Pro final da noite, estava prometida a aparição do presidente Lugo na TV Pública para discursar aos seus apoiadores e apoiadoras, mas ele teve que cancelar, pois seu irmão Pompeyo sofreu um infarto e o ex-bispo foi visitá-lo.

Após o informe de que o presidente não poderia mais vir, a multidão começou a dispersar, enquanto pouco mais de uma centena de pessoas preparava acampamento para continuar a vigília em frente à sede do canal de televisão público.

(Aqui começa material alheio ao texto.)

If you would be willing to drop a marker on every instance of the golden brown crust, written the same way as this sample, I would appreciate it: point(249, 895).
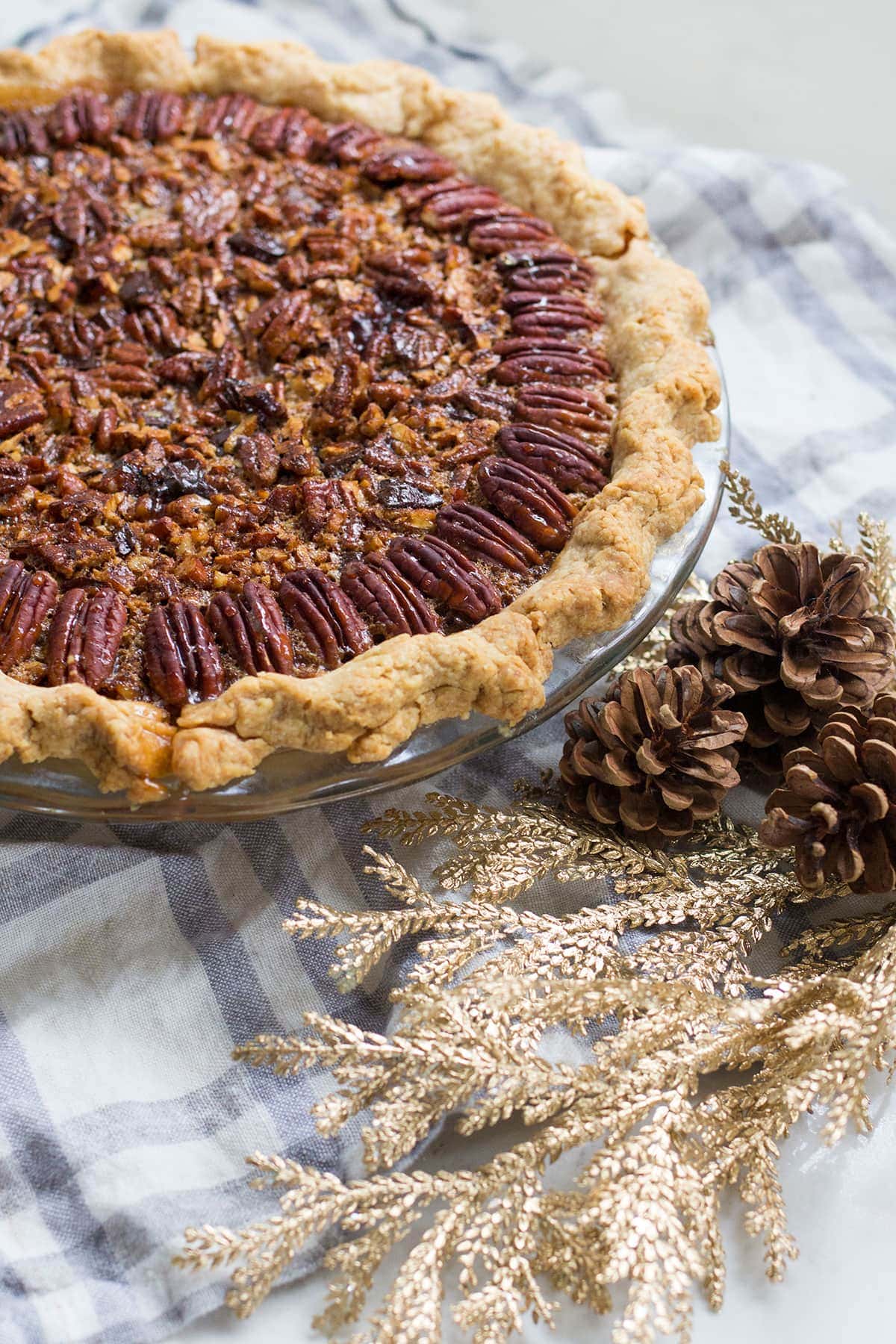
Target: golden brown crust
point(656, 329)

Atualmente, a Frente Guasú (congregação de 20 partidos de esquerda que apoiaram a eleição e o governo de Lugo) não existe mais na prática. As articulações e organização política está nas mãos da Frente pela Defesa da Democracia (FDD), que reúne todos e todas que condenam o golpe. Ao longo do domingo a FDD se reuniu para definir suas reivindicações, estratégias e sua organização interna. Suas exigências são a anulação do “Juício Político” e a volta do presidente Fernando Lugo. Representantes da FDD mantém contato com governos estrangeiros para exigir que não reconheçam Federico Franco como mandatário do Paraguai e que pressionem pôs sua saída.

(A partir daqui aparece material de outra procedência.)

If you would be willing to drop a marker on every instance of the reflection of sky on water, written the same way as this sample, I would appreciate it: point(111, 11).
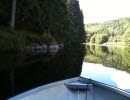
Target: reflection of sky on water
point(107, 75)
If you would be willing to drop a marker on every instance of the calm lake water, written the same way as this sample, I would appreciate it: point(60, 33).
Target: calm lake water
point(109, 65)
point(20, 71)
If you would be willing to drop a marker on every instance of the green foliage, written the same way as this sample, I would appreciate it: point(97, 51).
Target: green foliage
point(62, 19)
point(116, 31)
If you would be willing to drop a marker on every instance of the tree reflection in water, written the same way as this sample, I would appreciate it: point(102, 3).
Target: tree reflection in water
point(20, 72)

A partir das seis da manhã dessa segunda-feira, Fernando Lugo irá se reunir com o seu “gabinete paralelo” e depois irão comunicar o que decidiram. À tarde, a comissão de contatos internacionais da FDD irá debater sua estratégia e depois irá se reunir com todas e todos militantes de outros países que vieram se solidarizar com a luta do povo paraguaio. É provável que para terça-feira um grande ato, com paralisação geral do país, seja convocado. Não é fácil descobrir o que se passa fora da capital, graças ao silêncio dos grandes meios de comunicação, mas aparentemente no domingo a fronteira Brasil-Paraguai foi fechada por meia hora pelo movimento camponês e na segunda-feira eles pretendem repetir isso. Mesmo entre os apoiadores do golpe a preocupação aumenta por causa do não reconhecimento de diversos países do novo governo, com o fim do contrato com a Venezuela e a PDVSA, o petróleo do Paraguai dura no máximo dois meses.

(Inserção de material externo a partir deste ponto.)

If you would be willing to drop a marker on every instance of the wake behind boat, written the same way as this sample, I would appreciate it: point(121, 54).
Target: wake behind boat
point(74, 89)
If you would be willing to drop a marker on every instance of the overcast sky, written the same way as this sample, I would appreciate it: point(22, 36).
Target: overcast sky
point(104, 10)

É difícil prever o que ocorrerá nesse país nos próximos dias, se uma calmaria com alguns atos isolados ou uma grande convulsão social. O que é certo é que a população não ficou contente com o golpe, mesmo que Lugo não tivesse grande apoio, os políticos tradicionais dos partidos Liberal, Colorado e outros possuem menos ainda, e o povo está cansado dos mesmos burocratas e oligarcas de sempre decidindo sobre o rumo de seu país. Veremos se a indignação morrerá na apatia ou se expressará na mobilização.

* Iuri Faria Codas é diretor de Movimentos Sociais da UEE-SP, militante da Democracia Socialista e está acompanhando a resistência ao golpe no Paraguai, direto da capital Assunção.